Before we begin describing the ETL process, consider its importance in business intelligence. CIO Magazine provides a popular and useful definition of BI (Mulcahy, 2007):
"Business intelligence, or BI, is an umbrella term that refers to a variety of software applications used to analyze an organization's raw data. BI as a discipline is made up of several related activities, including data mining, online analytical processing, querying and reporting."
Mulcahy captures the essence of this book, which presents solutions in R to walk you through the steps from data analytic techniques to communicating your results. The purpose of BI applications has changed over the last decade as big data challenges affect the business world in ways first experienced in the sciences decades ago.
You can find the term big data in many business settings. It appears in advertisements for boot camps, draws attendees to conferences, and perplexes business leaders. Arguably, the term is ill-defined. A 1998 presentation given by John Mashey, then the Chief Scientist of Silicon Graphics, is often cited as the document that introduced the term (Press, 2013). The impact of big data on business is undeniable, despite its elusive meaning. There is a general agreement on the following three characteristics of big data, called the 3Vs:
Volume: The size of datasets has grown from megabytes to petabytes
Velocity: The speed of data arrival has changed to near real time
Variety: The sources of data have grown from structured databases to unstructured ones, such as social media, websites, audio, and video
Together these three characteristics pose a growing challenge to the business community. Data is stored in facilities across a vast network of local servers or relational databases. Virtual software access it with cloud-based applications. BI applications have typically included static dashboards based on fixed measures using structured data. Big data changes the business by affording a competitive advantage to those who can extract value from the large and rapidly changing sources of diverse data.

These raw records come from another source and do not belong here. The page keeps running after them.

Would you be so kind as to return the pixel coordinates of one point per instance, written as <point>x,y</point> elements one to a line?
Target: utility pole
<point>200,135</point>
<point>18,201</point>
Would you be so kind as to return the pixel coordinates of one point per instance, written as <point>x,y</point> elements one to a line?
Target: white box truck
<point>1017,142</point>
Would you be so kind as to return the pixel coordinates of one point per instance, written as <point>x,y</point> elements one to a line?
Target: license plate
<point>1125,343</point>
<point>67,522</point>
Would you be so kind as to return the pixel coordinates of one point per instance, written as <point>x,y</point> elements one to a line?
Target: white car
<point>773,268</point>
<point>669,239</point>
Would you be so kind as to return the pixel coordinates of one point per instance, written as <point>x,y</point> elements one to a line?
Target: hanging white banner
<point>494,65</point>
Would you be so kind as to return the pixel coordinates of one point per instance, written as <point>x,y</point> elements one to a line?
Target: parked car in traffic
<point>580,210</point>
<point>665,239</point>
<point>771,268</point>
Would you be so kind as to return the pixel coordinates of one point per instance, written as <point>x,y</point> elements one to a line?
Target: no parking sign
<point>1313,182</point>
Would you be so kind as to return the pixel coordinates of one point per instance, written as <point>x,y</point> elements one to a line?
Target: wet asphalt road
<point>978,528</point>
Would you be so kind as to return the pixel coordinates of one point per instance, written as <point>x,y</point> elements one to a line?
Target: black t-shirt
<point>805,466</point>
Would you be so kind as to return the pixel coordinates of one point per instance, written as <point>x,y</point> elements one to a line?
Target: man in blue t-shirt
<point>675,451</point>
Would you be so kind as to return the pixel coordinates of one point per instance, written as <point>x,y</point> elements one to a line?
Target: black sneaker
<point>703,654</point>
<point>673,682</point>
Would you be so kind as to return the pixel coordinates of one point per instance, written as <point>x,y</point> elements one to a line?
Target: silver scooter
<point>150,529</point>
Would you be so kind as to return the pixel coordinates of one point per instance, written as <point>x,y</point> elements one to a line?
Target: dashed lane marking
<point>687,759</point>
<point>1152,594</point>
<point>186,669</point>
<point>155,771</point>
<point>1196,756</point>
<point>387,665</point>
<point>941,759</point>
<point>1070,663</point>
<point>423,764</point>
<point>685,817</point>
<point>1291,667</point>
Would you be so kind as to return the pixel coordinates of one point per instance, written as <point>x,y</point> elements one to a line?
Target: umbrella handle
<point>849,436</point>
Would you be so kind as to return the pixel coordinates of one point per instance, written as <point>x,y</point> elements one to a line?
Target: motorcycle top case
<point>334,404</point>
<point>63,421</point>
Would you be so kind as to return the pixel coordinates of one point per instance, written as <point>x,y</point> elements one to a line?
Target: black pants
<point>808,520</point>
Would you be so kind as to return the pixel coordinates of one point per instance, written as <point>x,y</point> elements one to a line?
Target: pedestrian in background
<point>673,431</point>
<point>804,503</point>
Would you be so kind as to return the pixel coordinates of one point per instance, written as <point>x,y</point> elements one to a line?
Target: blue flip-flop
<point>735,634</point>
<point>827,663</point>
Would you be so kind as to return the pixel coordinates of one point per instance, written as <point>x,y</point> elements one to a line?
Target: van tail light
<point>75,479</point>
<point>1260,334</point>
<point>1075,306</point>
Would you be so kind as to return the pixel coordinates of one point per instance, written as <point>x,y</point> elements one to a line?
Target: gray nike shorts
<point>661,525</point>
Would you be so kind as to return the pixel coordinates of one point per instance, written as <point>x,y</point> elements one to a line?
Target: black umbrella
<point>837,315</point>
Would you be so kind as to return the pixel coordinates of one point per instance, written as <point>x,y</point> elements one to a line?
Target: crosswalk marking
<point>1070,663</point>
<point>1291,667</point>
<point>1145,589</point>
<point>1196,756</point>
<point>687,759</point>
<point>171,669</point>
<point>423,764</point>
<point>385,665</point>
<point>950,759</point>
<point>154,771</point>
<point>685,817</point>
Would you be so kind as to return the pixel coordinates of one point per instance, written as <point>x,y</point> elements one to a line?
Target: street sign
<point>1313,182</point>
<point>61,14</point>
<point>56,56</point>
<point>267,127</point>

Today, people ask business analysts, what is going to happen? To answer this type of question, a business needs tools and processes to tap into the growing stream of data. Often this data will not fit into the existing databases without transformation. The continual need to acquire data requires a structured ETL approach to wrangle the unstructured nature of modern data. As you read this chapter, think about how companies may benefit from using the techniques presented, even when they are less complex than big data.
Use case: Bike Sharing, LLC
You will begin your exploration of BI and analytics through the lens of a fictional business called Bike Sharing, LLC. The company operates and maintains a fleet of publically rental bikes in the Washington D.C. metropolitan area. Their customers are typically from the urban area, including people from business, government, and universities. Customers enjoy the convenience of finding bikes easily within a network of bike-sharing stations throughout the city. Renters may rent a bicycle at one location and leave it at another station.Bike Sharing, LLC started operations in 2011, and has enjoyed continued growth. They quickly established a BI group to keep track of the data collected about transactions, customers, and factors related to rentals, such as weather, holidays, and times of day. In 2014, they began to understand how they might use open source datasets to guide decisions regarding sales, operations, and advertising. In 2015, they expanded their BI talent pool with business analysts experienced with R and statistical methods that could use Bike Sharing data in new ways.
You joined Bike Sharing just a few months ago. You have a basic understanding of R from the many courses and tutorials that you used to expand your skills. You are working with a good group that has a diverse skillset, including programming, databases, and business knowledge. The first data you have been given is bike rental data covering the two-year period from Jan 1, 2011 to Dec 31, 2012 (Kaggle, 2014). You can download this same
Ch1_bike_sharing_data.csv file from the book's website at
Data sources often include a data dictionary to help new users understand the contents and coding of the data. Data Dictionary for Bike Sharing Data (Kaggle, 2014):
datetime: Hourly date + timestamp
holiday: Whether the day is considered a holiday
workingday: Whether the day is neither a weekend nor holiday
1: Clear, Few clouds, Partly cloudy, Partly cloudy
2: Mist + Cloudy, Mist + Broken clouds, Mist + Few clouds, Mist
3: Light Snow, Light Rain + Thunderstorm + Scattered clouds, Light Rain + Scattered clouds
4: Heavy Rain + Ice Pellets + Thunderstorm + Mist, Snow + Fog
temp: Temperature in Celsius
atemp: Feels like temperature in Celsius
humidity: Relative humidity
windspeed: Wind speed
casual: Number of non-registered user rentals initiated
registered: Number of registered user rentals initiated
count: Number of total rentals
One of your goals is to strengthen your ETL skills. In this use case, you will learn common extraction, transformation, and loading skills to store a dataset in a file for analysis. Welcome to the Bike Sharing team.